Reputation: 1602
I'm trying to write some pyspark jobs that depend on a module that I want to include with the job, rather than installing on the clusters globally.
I decided to try doing this with zip files, but I can't seem to get it to work and I can't seem to find an example of doing this in the wild either.
I'm building the zip by running:
mkdir -p ./build
cd ./build && python ../src/setup.py sdist --formats=zip
This creates a file called ./build/dist/mysparklib-0.1.zip
. So far, so good.
My job looks like this:
from pyspark import SparkContext
# See: http://spark.apache.org/docs/latest/quick-start.html
readme_filename = './README.md'
sc = SparkContext('local', 'helloworld app')
readme_data = sc.textFile(readme_filename).cache()
def test_a_filter(s):
import mysparklib
return 'a' in s
a_s = readme_data.filter(test_a_filter).count()
b_s = readme_data.filter(lambda s: 'b' in s).count()
print("""
**************************************
* Lines with a: {}; Lines with b: {} *
**************************************
""".format(a_s, b_s))
sc.stop()
(this is mostly adopted from the quickstart, with the exception of me trying to import my module inside one of the filters.)

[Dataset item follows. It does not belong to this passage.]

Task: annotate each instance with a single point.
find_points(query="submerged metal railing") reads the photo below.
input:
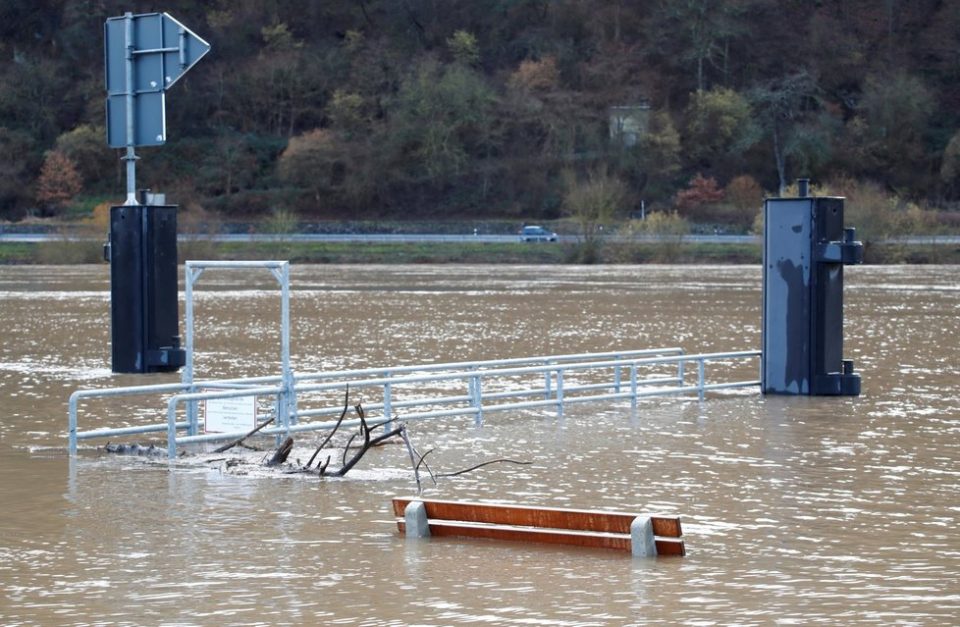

I'm kicking off the job by running:
spark-submit --master local[4] --py-files './build/dist/mysparklib-0.1.zip' ./jobs/helloworld.py
and while I see that the zip file is included:
17/05/17 17:15:31 INFO SparkContext: Added file file:/Users/myuser/dev/mycompany/myproject/./build/dist/mysparklib-0.1.zip at file:/Users/myuser/dev/mycompany/myproject/./build/dist/mysparklib-0.1.zip with timestamp 1495055731604
it won't import:
17/05/17 17:15:34 INFO DAGScheduler: ResultStage 0 (count at /Users/myuser/dev/mycompany/myproject/./jobs/helloworld.py:15) failed in 1.162 s due to Job aborted due to stage failure: Task 0 in stage 0.0 failed 1 times, most recent failure: Lost task 0.0 in stage 0.0 (TID 0, localhost, executor driver): org.apache.spark.api.python.PythonException: Traceback (most recent call last):
File "/Users/myuser/dev/mycompany/myproject/spark/python/lib/pyspark.zip/pyspark/worker.py", line 174, in main
process()
File "/Users/myuser/dev/mycompany/myproject/spark/python/lib/pyspark.zip/pyspark/worker.py", line 169, in process
serializer.dump_stream(func(split_index, iterator), outfile)
File "/Users/myuser/dev/mycompany/myproject/spark/python/lib/pyspark.zip/pyspark/rdd.py", line 2408, in pipeline_func
File "/Users/myuser/dev/mycompany/myproject/spark/python/lib/pyspark.zip/pyspark/rdd.py", line 2408, in pipeline_func
File "/Users/myuser/dev/mycompany/myproject/spark/python/lib/pyspark.zip/pyspark/rdd.py", line 2408, in pipeline_func
File "/Users/myuser/dev/mycompany/myproject/spark/python/lib/pyspark.zip/pyspark/rdd.py", line 345, in func
File "/Users/myuser/dev/mycompany/myproject/spark/python/lib/pyspark.zip/pyspark/rdd.py", line 1040, in <lambda>
File "/Users/myuser/dev/mycompany/myproject/spark/python/lib/pyspark.zip/pyspark/rdd.py", line 1040, in <genexpr>
File "/Users/myuser/dev/mycompany/myproject/./jobs/helloworld.py", line 12, in test_a_filter
import mysparklib
ModuleNotFoundError: No module named 'mysparklib'
at org.apache.spark.api.python.PythonRunner$$anon$1.read(PythonRDD.scala:193)
at org.apache.spark.api.python.PythonRunner$$anon$1.<init>(PythonRDD.scala:234)
at org.apache.spark.api.python.PythonRunner.compute(PythonRDD.scala:152)
at org.apache.spark.api.python.PythonRDD.compute(PythonRDD.scala:63)
at org.apache.spark.rdd.RDD.computeOrReadCheckpoint(RDD.scala:323)
at org.apache.spark.rdd.RDD.iterator(RDD.scala:287)
at org.apache.spark.scheduler.ResultTask.runTask(ResultTask.scala:87)
at org.apache.spark.scheduler.Task.run(Task.scala:99)
at org.apache.spark.executor.Executor$TaskRunner.run(Executor.scala:322)
at java.util.concurrent.ThreadPoolExecutor.runWorker(ThreadPoolExecutor.java:1142)
at java.util.concurrent.ThreadPoolExecutor$Worker.run(ThreadPoolExecutor.java:617)
at java.lang.Thread.run(Thread.java:748)
For a sanity check, I ran python setup.py develop
inside mysparklib and tried importing it on the cli, and that works swimmingly.
Any ideas?
Upvotes: 0
Views: 3445
Reputation: 1602
So I got this working! The core problem is that the directory structure of a sdist is not the structure that python is expecting when a zip is added to the module path (which is how --py-files
works; you can confirm this by printing sys.path
). In particular, the sdist zip has the file ./mysparklib-0.1/mysparklib/__init__.py
, but we need a zip with the file ./mysparklib/__init__.py
instead.
So instead of running
cd ./build && python ../src/setup.py sdist --formats=zip
I'm now running
cd ./src && zip ../dist/mysparklib.zip -r ./mysparklib
and that works.
Upvotes: 2